Given these massive and unpredictable swings in prices, it’s no wonder that Texas, which sits on an ocean of natural gas, is not building gas-fired power plants to stabilize its grid. Power plant developers cannot predict their revenue from year to year, much less 20 years into the future, and ensure that they can get a return on their investment.
In contrast, wind and solar generators are being built because they benefit from massive federal subsidies and often have guaranteed offtake contracts with large commercial and industrial users or municipal power utilities, all of whom want to claim they are 100% powered by renewable energy. Of course, those claims omit the fact that we are all paying for backup power to support the grid when the wind and sun aren’t available.
And therein lies the problem that the Public Utility Commission of Texas (PUC) must solve. Who pays for the extra backup power to support the explosive growth of wind and solar on the Texas grid? Right now, no one is paying for it, and the reliability of the grid is degrading as a result.
The PUC is embarking on a redesign of the ERCOT market in an attempt to ensure that the grid has adequate resources to meet growing demand. However, the current proposals are fatally flawed because they impose no discipline on the growth of wind and solar generation, instead placing the cost of ensuring reliability entirely on ratepayers.
Unfortunately, any plan that put reliability costs solely on Texas ratepayers will end up chasing wind and solar subsidies with subsidies for reliable backup power, just as California and Germany are doing. Texas electric rates are already skyrocketing, and in a couple years, our electric bills will start to look like California’s instead of the low-cost electricity we are accustomed to.
The ERCOT market has invested over $60 billion of private capital in new wind and solar generation, on top of billions in federal subsidies. It’s not hard to imagine our electric system being more affordable and reliable if $30 billion of that $60 billion was invested in more reliable generation and resiliency. The PUC is saying we need more investment, but what we need is smarter investment.

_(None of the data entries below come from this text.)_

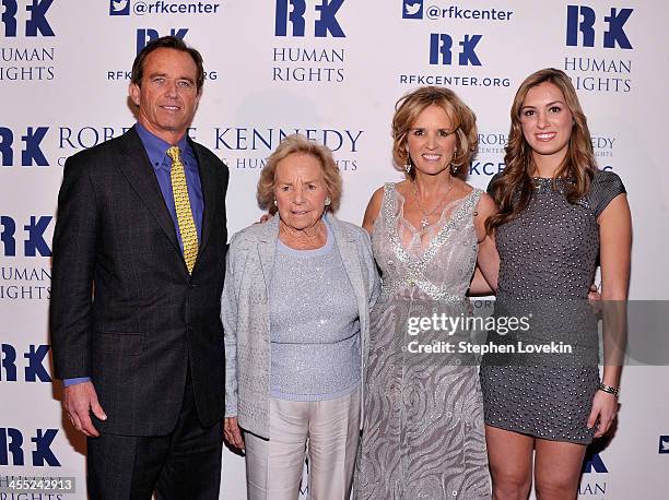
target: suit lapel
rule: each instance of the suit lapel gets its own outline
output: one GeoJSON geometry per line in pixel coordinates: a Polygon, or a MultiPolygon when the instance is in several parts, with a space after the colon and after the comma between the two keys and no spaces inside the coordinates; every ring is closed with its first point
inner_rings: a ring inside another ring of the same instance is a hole
{"type": "Polygon", "coordinates": [[[174,222],[165,205],[163,193],[141,139],[134,128],[130,129],[122,139],[124,141],[120,142],[122,157],[119,158],[118,167],[165,231],[173,247],[181,254],[174,222]]]}

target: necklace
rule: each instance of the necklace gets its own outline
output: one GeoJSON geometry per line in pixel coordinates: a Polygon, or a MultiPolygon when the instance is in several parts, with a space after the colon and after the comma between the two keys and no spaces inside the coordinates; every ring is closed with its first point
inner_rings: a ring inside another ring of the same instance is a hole
{"type": "Polygon", "coordinates": [[[427,226],[430,226],[430,217],[439,209],[439,206],[444,204],[444,201],[446,200],[446,195],[450,192],[451,189],[453,189],[453,181],[450,181],[450,186],[448,187],[448,189],[446,190],[446,192],[444,193],[439,202],[436,204],[436,206],[432,209],[430,212],[426,212],[423,209],[423,205],[421,205],[421,201],[419,199],[419,193],[418,193],[418,188],[415,187],[415,183],[413,183],[413,195],[415,197],[415,204],[418,205],[419,210],[423,214],[423,218],[421,218],[421,230],[424,230],[427,226]]]}

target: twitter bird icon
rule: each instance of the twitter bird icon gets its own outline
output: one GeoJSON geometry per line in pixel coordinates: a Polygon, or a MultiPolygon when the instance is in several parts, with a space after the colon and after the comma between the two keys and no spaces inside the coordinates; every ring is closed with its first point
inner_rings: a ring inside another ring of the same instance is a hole
{"type": "Polygon", "coordinates": [[[109,15],[130,15],[130,0],[109,0],[109,15]]]}
{"type": "Polygon", "coordinates": [[[669,436],[660,436],[659,453],[669,453],[669,436]]]}
{"type": "Polygon", "coordinates": [[[423,0],[403,0],[402,19],[423,19],[423,0]]]}

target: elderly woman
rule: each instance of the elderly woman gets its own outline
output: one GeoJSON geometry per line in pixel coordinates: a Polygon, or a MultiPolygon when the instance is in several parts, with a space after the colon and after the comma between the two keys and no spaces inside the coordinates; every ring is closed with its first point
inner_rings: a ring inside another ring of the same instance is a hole
{"type": "Polygon", "coordinates": [[[249,499],[296,499],[305,453],[315,498],[351,490],[379,284],[366,233],[332,215],[340,197],[330,151],[291,135],[258,182],[279,216],[230,245],[225,438],[246,450],[249,499]]]}

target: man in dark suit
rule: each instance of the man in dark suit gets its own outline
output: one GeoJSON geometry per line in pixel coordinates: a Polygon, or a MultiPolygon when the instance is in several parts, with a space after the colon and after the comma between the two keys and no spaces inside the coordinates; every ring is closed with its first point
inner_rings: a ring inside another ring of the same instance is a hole
{"type": "Polygon", "coordinates": [[[153,40],[132,67],[138,123],[64,166],[51,344],[93,499],[219,496],[228,172],[186,135],[203,80],[197,50],[153,40]]]}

The most cost-effective way to fix this investment problem is to require wind and solar generators to purchase backup power or energy storage and to bring their variability more in line with that of gas and coal generators. This requirement will impose appropriate discipline on the growth of wind and solar by ensuring that new wind and solar generation is not increasing the variability of our supply of electricity.
The Life:Powered team was calling for this reform long before February 2021. The Texas Senate and Governor Abbott called for it almost a year ago, but the PUC is currently not even studying it. It is time for the PUC to stop avoiding the problem and finally get it right. The future of the Texas grid depends on it.